What is the effect of circadian rhythm on functional outcome in stroke?
Another group assessed the influence of 24 hour BP levels on functional recovery a week after stroke and the effect of antihypertensive therapy on 24 hour BP levels. Out of 160 stroke admissions, 72 patients admitted to hospital within 24 hours of stroke onset were investigated.
Casual supine BP was measured in the hemiparetic arm on three occasions with a standard mercury sphygmomanometer to obtain a mean BP reading. A 24 hour BP measurement were performed immediately thereafter using Dyna Pulse 5000 A recorder, programmed to record BP at 30- min intervals during the day (7 am-10pm) and during the night (10 pm -7 am). The mean difference between mean casual and 24 hour ABPM for SBP and Diabetic Blood Pressure (DBP) was 4.7 mmHg and 5 mmHg respectively. Blacks had a higher mean 24 hour, day and night DBP than whites. The mean drop in day-night DBP that is dipping was lower in non-lacunar strokes. For each 10 mmHg difference between day and night time DBP within 24 hour of stroke onset, the odds for complete functional recovery were fourfold. A lack of nocturnal dipping was associated with poor outcome.
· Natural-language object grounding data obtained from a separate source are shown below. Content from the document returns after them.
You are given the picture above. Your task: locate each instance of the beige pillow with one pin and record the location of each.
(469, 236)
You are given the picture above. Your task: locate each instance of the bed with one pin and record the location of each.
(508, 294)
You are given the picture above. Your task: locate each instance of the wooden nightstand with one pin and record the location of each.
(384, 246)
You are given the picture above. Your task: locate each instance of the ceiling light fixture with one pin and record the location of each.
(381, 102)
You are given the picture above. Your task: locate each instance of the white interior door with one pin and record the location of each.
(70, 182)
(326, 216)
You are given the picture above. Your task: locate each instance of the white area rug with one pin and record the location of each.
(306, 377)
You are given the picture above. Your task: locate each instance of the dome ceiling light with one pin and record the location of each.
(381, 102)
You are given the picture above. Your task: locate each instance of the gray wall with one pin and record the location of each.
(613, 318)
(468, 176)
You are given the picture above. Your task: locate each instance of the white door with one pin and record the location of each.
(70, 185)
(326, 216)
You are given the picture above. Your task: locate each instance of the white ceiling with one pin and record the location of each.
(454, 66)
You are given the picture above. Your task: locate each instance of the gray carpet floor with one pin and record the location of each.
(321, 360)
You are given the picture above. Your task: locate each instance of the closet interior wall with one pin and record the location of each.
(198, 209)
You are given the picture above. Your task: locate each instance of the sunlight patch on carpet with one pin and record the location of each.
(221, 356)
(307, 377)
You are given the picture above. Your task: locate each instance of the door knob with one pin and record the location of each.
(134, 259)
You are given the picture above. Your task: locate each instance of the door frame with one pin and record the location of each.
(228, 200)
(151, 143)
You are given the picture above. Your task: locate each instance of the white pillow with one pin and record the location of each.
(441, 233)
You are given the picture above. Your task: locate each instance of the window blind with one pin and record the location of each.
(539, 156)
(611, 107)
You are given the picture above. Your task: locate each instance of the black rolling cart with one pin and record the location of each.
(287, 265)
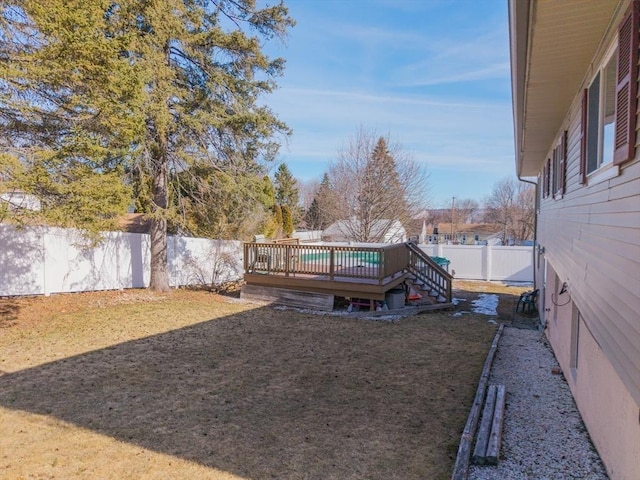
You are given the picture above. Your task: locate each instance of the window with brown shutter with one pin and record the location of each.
(627, 85)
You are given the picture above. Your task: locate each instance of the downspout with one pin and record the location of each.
(535, 226)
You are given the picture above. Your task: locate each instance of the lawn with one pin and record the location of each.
(184, 385)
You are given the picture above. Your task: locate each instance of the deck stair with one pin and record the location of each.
(428, 276)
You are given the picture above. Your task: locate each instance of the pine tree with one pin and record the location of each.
(287, 221)
(156, 87)
(286, 187)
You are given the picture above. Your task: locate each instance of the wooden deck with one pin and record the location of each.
(367, 272)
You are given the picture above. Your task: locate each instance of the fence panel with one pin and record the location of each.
(476, 262)
(21, 261)
(36, 261)
(513, 264)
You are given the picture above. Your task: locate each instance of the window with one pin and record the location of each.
(609, 102)
(601, 117)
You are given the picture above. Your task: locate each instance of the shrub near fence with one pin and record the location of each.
(46, 260)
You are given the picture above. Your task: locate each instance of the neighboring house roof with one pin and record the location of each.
(548, 63)
(484, 229)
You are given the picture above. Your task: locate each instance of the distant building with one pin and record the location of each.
(463, 234)
(382, 231)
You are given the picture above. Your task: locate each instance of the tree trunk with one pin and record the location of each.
(159, 263)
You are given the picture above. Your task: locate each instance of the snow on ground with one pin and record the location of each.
(486, 304)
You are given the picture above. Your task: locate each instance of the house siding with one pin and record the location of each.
(591, 236)
(591, 240)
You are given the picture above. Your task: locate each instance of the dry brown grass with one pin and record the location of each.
(194, 385)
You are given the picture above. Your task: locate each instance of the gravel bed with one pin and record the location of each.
(543, 434)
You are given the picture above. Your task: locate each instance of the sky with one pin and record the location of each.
(432, 75)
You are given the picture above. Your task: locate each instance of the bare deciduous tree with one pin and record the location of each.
(512, 206)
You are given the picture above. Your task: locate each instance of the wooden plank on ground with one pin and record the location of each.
(461, 467)
(484, 431)
(290, 298)
(495, 439)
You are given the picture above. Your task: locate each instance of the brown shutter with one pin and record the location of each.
(562, 174)
(547, 178)
(627, 85)
(583, 140)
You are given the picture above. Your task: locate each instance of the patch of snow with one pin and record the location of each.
(486, 304)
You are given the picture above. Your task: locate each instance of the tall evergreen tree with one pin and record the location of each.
(373, 188)
(286, 187)
(287, 221)
(157, 87)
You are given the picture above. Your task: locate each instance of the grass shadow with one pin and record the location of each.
(267, 394)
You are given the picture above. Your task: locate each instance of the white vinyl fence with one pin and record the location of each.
(476, 262)
(47, 260)
(42, 260)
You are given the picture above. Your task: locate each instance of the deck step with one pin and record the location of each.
(287, 297)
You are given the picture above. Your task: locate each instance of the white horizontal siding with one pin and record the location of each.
(592, 240)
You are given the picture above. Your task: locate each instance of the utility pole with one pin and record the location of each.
(453, 206)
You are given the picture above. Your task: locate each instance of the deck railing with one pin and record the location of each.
(329, 261)
(438, 281)
(349, 262)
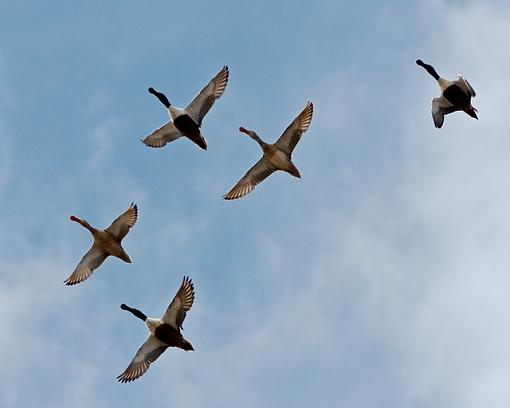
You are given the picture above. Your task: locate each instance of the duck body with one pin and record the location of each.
(280, 160)
(455, 96)
(276, 156)
(168, 334)
(107, 242)
(189, 128)
(163, 333)
(187, 121)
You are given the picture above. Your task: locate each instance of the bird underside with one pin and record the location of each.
(456, 96)
(189, 128)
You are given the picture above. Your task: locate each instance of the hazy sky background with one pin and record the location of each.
(380, 279)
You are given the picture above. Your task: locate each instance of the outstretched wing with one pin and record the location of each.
(204, 101)
(468, 86)
(262, 169)
(441, 107)
(147, 354)
(182, 302)
(290, 138)
(160, 137)
(121, 226)
(88, 264)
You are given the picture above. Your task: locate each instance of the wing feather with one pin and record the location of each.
(123, 223)
(88, 264)
(144, 357)
(181, 303)
(163, 135)
(291, 136)
(204, 101)
(441, 107)
(258, 173)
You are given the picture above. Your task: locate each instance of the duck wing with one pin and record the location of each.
(290, 138)
(258, 173)
(181, 303)
(123, 223)
(467, 85)
(88, 264)
(204, 101)
(441, 107)
(161, 136)
(144, 357)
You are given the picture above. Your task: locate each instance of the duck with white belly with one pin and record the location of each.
(187, 122)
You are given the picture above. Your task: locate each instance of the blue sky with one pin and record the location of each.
(378, 279)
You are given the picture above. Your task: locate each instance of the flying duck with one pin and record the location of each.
(106, 242)
(455, 96)
(276, 156)
(164, 332)
(187, 121)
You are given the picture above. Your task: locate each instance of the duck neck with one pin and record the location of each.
(161, 96)
(429, 68)
(134, 311)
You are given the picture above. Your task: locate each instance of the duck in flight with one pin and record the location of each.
(163, 333)
(455, 96)
(106, 242)
(276, 156)
(187, 122)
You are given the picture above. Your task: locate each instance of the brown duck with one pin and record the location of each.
(276, 156)
(455, 96)
(164, 332)
(187, 122)
(106, 242)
What are these studies teaching us?
Survivors of stroke, both hypertensive and non-hypertensive patients, present a chronic disruption of circadian rhythm of BP which can vary with the stroke type. Modest promotion of nocturnal BP dipping and preservation of the physiological circadian pattern of BP may induce a protective effect on cerebral circulation among patients with ischaemic stroke. However, the value of tentative lowering of BP to maintain the physiological dipping phenomena after acute stroke has yet to be addressed in large randomized controlled trials.

Suggested Reading

1.Guerra LC, Moreno MCF, Montoro AE, Chozas JML. Ambulatory blood pressure monitoring in stroke survivors: Do we really control our patients? Eur J Intern Med 2009; 20: 760-3.
2.Jain S, Namboodri KKN, Kumari S, Prabhakar S. Loss of circadian rhythm of blood pressure following acute stroke. BMC Neurol 2004; 4.
3.Bhalla A, Wolfe CDA, Rudd AG. The effect of 24 h blood pressure levels on early neurological recovery after stroke. J Intern Med 2001; 250: 121-30.